Implicazioni economiche e per gli investitori

La concentrazione di attacchi in Francia e i casi registrati in Europa rappresentano un fattore di rischio operativo che può influenzare la percezione di sicurezza degli investitori istituzionali e retail. L’aumento della criminalità fisica legata alle criptovalute può determinare una maggiore volatilità dei prezzi, costi assicurativi più elevati e una ridotta propensione all’adozione diffusa della tecnologia in contesti privati e professionali.

Per le imprese italiane che offrono servizi correlati a asset digitali, il fenomeno sottolinea l’urgenza di investire in misure di protezione dei dati, protocolli di risposta alle emergenze e formazione dei clienti su pratiche di custodia sicura.

Prospettive e possibili sviluppi normativi

In prospettiva, il bilanciamento tra lotta al riciclaggio e tutela della privacy sarà centrale nelle future revisioni regolamentari.
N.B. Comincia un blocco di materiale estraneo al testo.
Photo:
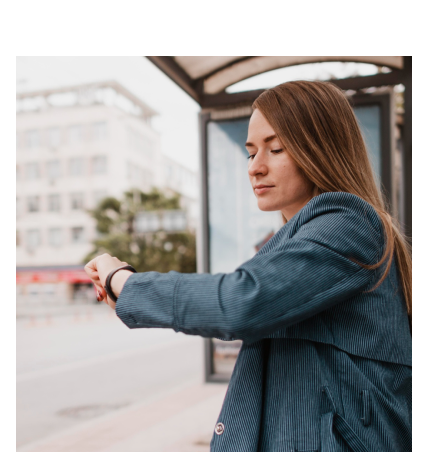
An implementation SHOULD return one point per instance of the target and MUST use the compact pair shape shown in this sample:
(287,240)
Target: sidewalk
(178,420)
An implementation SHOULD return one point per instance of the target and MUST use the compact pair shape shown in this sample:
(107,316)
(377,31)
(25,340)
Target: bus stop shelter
(232,227)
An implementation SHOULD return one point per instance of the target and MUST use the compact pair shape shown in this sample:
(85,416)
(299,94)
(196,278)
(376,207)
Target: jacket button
(219,429)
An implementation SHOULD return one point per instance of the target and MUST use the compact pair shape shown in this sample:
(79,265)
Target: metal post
(407,137)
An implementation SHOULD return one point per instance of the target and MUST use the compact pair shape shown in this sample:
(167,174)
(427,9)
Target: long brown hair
(316,124)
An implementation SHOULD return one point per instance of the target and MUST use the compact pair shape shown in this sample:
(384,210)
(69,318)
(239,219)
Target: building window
(75,134)
(77,234)
(77,201)
(99,165)
(100,131)
(32,171)
(55,237)
(33,203)
(32,139)
(33,238)
(98,196)
(76,166)
(54,137)
(53,169)
(54,202)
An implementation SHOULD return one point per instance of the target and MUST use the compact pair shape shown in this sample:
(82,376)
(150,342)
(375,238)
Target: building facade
(75,146)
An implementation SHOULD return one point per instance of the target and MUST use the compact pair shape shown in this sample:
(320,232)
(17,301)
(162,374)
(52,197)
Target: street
(84,369)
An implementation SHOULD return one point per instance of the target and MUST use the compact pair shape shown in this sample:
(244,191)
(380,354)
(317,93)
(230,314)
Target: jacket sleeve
(304,269)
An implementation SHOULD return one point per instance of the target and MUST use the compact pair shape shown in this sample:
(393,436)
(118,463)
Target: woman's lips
(263,189)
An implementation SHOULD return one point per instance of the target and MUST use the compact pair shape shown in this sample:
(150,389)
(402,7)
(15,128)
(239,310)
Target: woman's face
(277,182)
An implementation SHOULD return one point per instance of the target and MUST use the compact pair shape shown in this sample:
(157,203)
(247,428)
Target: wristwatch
(107,286)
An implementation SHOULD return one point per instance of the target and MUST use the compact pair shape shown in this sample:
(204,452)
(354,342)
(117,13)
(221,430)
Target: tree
(160,251)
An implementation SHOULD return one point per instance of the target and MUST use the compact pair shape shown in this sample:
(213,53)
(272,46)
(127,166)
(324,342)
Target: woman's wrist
(119,280)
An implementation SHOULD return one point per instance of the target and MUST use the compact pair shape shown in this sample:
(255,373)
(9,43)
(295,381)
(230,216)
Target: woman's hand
(98,270)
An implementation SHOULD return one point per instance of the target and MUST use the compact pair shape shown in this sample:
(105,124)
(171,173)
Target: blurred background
(144,158)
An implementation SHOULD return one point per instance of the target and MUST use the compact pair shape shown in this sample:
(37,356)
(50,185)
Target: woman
(323,308)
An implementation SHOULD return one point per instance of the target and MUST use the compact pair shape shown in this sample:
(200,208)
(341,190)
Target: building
(76,145)
(178,178)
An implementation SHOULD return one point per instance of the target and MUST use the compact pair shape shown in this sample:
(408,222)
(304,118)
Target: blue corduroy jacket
(325,365)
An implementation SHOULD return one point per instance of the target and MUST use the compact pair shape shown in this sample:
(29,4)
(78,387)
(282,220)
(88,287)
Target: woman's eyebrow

Autorità nazionali ed europee potrebbero valutare soluzioni tecniche per decentralizzare o minimizzare l’esposizione dei dati personali necessari per la compliance, oltre a rafforzare strumenti di cooperazione internazionale per contrastare le reti criminali che operano oltre confine.

In sintesi

  • L’elevata concentrazione di attacchi fisici in Francia mette in luce un rischio operativo che potrebbe aumentare i costi di due diligence e assicurazione per operatori e investitori italiani nel settore crypto.
  • Le fughe di dati KYC sollevano la necessità di soluzioni tecniche e regolamentari che riducano la centralizzazione delle informazioni personali, con potenziali opportunità per servizi che offrano privacy-preserving compliance.
  • Per gli investitori, il fenomeno suggerisce di privilegiare servizi di custodia con piani di emergenza verificabili e strumenti di asset protection che riducano la superficie di attacco fisica e digitale.
  • Una maggiore cooperazione giudiziaria transnazionale e misure preventive più robuste potrebbero contenere il rischio sistemico, favorendo un ambiente più stabile per l’adozione istituzionale delle criptovalute in Europa e in Italia.